Impacts of Neanderthal-Introgressed Sequences on the Landscape of Human Gene Expression

Bibliographic Collection: 
APE
Publication Type: Journal Article
Authors: McCoy, Rajiv C.; Wakefield, Jon; Akey, Joshua M.
Year of Publication: 2017
Journal: Cell
Volume: 168
Issue: 5
Pagination: 916 - 927.e12
Date Published: 2017/2/23
Publication Language: eng
ISBN Number: 0092-8674
Keywords: allele-specific expression, archaic hominin, Evolution, Gene Flow, gene regulation, introgression, RNA-seq
Abstract:

Regulatory variation influencing gene expression is a key contributor to phenotypic diversity, both within and between species.
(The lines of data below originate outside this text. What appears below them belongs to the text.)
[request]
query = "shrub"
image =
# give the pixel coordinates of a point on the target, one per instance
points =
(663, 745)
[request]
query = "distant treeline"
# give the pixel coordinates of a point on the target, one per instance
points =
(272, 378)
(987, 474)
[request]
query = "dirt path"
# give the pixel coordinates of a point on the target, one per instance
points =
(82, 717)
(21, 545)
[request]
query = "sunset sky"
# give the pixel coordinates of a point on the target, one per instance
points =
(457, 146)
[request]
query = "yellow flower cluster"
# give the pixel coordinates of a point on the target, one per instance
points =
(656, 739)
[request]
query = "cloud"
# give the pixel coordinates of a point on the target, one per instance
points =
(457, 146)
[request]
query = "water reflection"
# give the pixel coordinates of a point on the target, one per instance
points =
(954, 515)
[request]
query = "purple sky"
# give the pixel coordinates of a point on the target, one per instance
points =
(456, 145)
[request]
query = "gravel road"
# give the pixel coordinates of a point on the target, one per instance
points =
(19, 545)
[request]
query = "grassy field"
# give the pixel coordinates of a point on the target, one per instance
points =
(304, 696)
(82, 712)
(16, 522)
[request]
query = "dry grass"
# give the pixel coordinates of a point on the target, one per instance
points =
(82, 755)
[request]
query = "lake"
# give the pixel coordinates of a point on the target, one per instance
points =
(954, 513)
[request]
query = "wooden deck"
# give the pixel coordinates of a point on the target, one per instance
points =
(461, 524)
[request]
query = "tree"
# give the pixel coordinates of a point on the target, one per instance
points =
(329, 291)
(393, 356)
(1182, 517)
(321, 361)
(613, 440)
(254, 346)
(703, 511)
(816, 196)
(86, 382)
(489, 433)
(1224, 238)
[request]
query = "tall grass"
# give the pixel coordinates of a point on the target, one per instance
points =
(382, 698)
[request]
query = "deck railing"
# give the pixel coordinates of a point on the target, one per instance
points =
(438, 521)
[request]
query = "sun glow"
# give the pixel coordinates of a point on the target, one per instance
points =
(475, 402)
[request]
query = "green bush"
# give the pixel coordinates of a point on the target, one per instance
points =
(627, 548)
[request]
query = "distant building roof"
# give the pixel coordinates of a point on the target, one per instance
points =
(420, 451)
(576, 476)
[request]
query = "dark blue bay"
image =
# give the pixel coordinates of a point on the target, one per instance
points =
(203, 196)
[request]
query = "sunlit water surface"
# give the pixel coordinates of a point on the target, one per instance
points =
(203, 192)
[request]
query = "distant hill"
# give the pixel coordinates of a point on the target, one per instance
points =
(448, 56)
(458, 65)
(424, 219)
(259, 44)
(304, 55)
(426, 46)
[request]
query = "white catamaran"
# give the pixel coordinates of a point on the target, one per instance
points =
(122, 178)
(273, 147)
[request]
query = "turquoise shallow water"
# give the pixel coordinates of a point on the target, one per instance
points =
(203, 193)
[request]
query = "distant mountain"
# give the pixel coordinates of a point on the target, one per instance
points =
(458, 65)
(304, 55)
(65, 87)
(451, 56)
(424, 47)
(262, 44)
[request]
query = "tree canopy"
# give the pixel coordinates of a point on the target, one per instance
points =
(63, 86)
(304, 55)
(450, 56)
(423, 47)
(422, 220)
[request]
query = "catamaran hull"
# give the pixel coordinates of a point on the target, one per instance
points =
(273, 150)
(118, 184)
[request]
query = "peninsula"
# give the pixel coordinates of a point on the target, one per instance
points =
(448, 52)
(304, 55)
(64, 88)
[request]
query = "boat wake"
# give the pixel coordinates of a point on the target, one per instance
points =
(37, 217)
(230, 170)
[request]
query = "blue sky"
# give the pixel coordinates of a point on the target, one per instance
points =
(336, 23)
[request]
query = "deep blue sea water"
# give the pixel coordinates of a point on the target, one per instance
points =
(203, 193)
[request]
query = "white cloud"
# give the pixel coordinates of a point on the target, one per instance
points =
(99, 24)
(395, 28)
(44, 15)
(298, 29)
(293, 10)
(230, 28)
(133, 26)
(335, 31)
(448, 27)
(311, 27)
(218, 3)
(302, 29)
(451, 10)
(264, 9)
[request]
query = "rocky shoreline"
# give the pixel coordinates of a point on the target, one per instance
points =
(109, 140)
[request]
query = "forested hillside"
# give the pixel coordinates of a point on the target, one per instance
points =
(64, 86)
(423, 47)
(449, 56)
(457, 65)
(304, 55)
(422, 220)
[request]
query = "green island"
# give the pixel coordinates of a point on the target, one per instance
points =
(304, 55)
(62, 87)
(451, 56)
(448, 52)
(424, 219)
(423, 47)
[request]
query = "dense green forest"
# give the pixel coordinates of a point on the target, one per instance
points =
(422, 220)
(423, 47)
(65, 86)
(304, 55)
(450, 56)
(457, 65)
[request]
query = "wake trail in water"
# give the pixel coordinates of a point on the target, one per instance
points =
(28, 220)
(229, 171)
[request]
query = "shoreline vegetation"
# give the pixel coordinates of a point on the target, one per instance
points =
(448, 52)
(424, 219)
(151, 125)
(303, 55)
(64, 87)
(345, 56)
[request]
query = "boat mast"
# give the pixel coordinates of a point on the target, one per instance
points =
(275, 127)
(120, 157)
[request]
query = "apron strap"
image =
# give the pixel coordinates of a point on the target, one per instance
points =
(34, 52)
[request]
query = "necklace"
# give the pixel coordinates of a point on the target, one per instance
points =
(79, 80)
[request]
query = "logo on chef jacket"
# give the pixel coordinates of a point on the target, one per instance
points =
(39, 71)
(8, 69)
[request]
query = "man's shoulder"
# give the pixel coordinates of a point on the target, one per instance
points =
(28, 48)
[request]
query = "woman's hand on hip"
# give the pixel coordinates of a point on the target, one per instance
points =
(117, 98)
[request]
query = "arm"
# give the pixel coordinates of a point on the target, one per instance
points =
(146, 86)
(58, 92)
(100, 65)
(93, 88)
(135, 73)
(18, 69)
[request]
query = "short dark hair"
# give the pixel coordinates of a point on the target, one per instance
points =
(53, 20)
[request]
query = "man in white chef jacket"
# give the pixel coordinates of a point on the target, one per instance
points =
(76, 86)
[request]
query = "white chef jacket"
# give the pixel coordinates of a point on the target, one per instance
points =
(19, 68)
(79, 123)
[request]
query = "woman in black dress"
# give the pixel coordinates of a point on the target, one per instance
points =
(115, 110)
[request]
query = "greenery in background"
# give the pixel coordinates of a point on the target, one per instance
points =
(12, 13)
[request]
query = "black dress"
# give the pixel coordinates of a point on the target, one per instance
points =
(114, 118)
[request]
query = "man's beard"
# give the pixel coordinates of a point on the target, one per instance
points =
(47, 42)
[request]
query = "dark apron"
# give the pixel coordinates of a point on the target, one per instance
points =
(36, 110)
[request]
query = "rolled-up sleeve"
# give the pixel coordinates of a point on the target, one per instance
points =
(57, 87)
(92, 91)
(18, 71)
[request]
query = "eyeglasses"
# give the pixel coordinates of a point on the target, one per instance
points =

Unfortunately, RNA degrades too rapidly to be recovered from fossil remains, limiting functional genomic insights about our extinct hominin relatives. Many Neanderthal sequences survive in modern humans due to ancient hybridization, providing an opportunity to assess their contributions to transcriptional variation and to test hypotheses about regulatory evolution. We developed a flexible Bayesian statistical approach to quantify allele-specific expression (ASE) in complex RNA-seq datasets. We identified widespread expression differences between Neanderthal and modern human alleles, indicating pervasive cis-regulatory impacts of introgression. Brain regions and testes exhibited significant downregulation of Neanderthal alleles relative to other tissues, consistent with natural selection influencing the tissue-specific regulatory landscape. Our study demonstrates that Neanderthal-inherited sequences are not silent remnants of ancient interbreeding but have measurable impacts on gene expression that contribute to variation in modern human phenotypes.